Raskovic Ivic confirmed information that Cybercast News Service received last month, alleging that there are three major heroin laboratories operating in Kosovo, under protection of paramilitary soldiers or former members of the Kosovo Liberation Army. The information was received from the International Strategic Studies Institute in Washington, D.C.
"There are a smaller number of labs working undercover as well, but they are all networked together," Raskovic Ivic said. "Like a cancer, these things are going to spread. Everyone is turning a blind eye to this."
Raskovic Ivic expressed concern over the law enforcement follow-up to the March 2004 attacks on churches in Kosovo. Albanian mobs allegedly attacked and destroyed 34 churches, monasteries and bishop residences. Since international forces took power in 1999, approximately 150 church properties have been attacked. The churches contained priceless Byzantine frescoes and other religious artifacts dating as far back as the 13th century. Many of the sites were reduced to rubble. (Click here to read the center's report on church destruction.)
"There have been no indictments, even though 23 of the perpetrators were caught on film," she said. Under pressure from the international community, the 23 were fired from their jobs.

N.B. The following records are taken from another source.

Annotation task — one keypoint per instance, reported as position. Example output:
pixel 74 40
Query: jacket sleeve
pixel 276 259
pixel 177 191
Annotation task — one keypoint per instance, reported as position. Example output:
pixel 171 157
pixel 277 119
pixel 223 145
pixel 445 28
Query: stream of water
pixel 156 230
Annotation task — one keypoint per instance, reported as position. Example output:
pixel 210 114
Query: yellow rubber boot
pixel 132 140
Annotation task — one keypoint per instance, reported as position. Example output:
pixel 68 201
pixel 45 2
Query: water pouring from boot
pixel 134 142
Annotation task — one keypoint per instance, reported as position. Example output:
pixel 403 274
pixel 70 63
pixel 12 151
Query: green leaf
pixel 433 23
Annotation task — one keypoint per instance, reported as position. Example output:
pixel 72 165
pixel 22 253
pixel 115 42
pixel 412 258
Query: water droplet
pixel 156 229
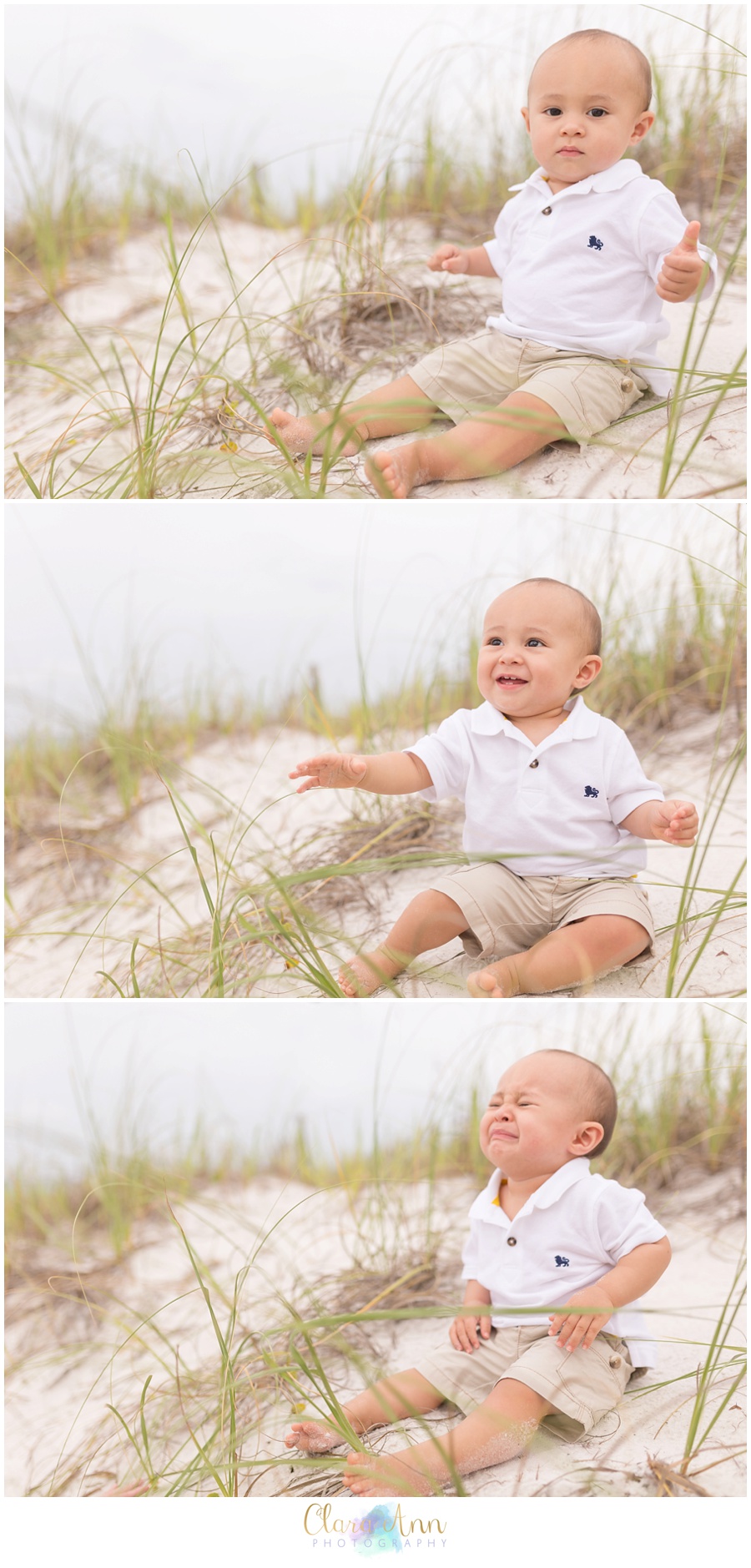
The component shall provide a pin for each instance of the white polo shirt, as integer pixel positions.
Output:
(544, 811)
(569, 1233)
(581, 267)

Those who promote independence for Kosovo don't realize that the violence and lawlessness will not stop with that change in status, she said. U.S. Rep. Tom Lantos (D-Calif.) and U.S. Sen. Joseph Biden (D-Del.) are among the American politicians supporting independence for Kosovo, she said.

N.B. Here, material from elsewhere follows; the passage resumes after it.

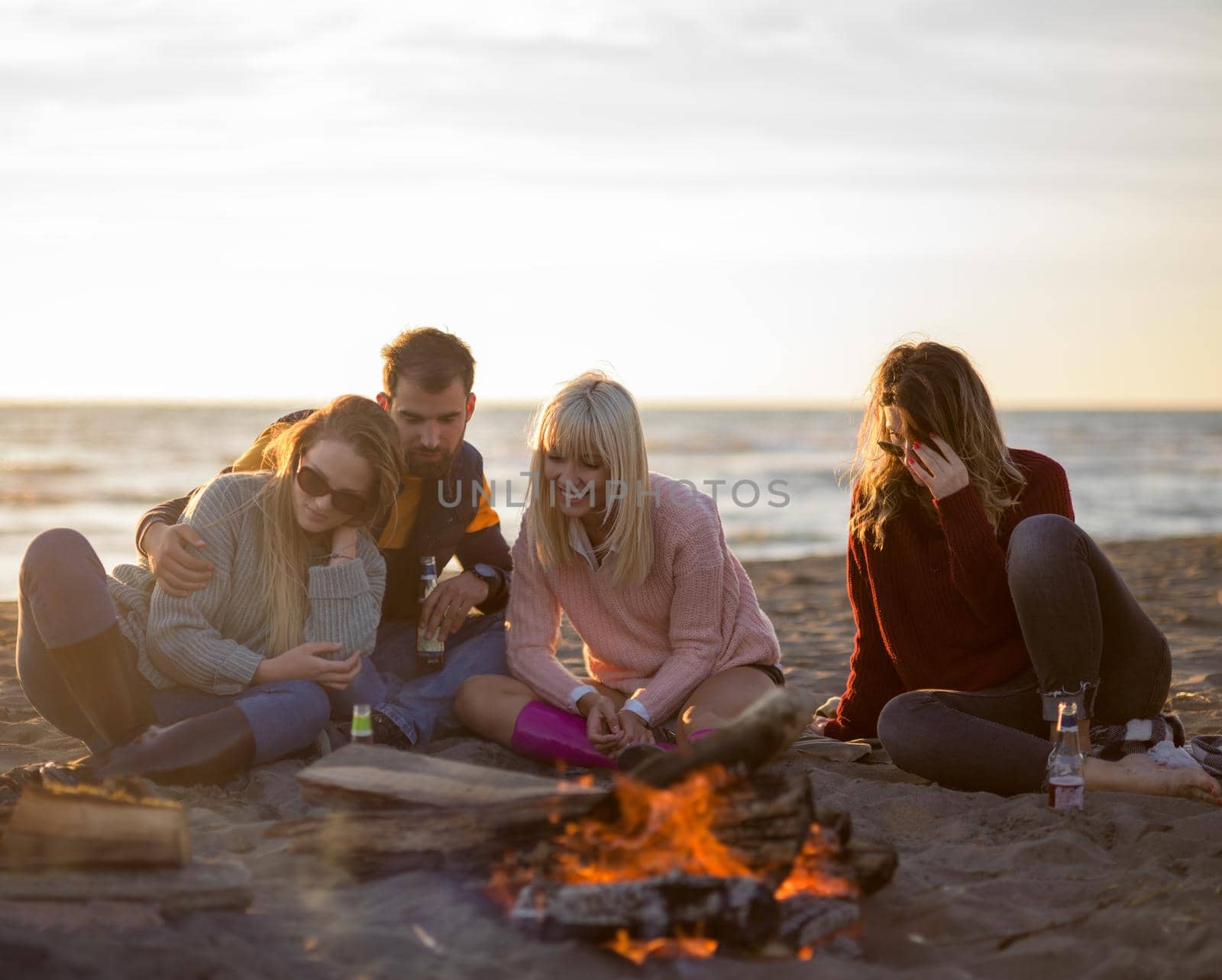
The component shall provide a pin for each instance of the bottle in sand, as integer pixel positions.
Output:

Despite the ongoing crisis, Raskovic Ivic complained that the international community remains apathetic. "This is not treated as an issue, not only in the press but in the international community. No one asks about it. If international officials neglect the rule of law and the righteous position, this is saying that minorities are second-class citizens.
"No one even notices their suffering," she added. "If you suffer and no one notices, no one cares. It is a terrible thing."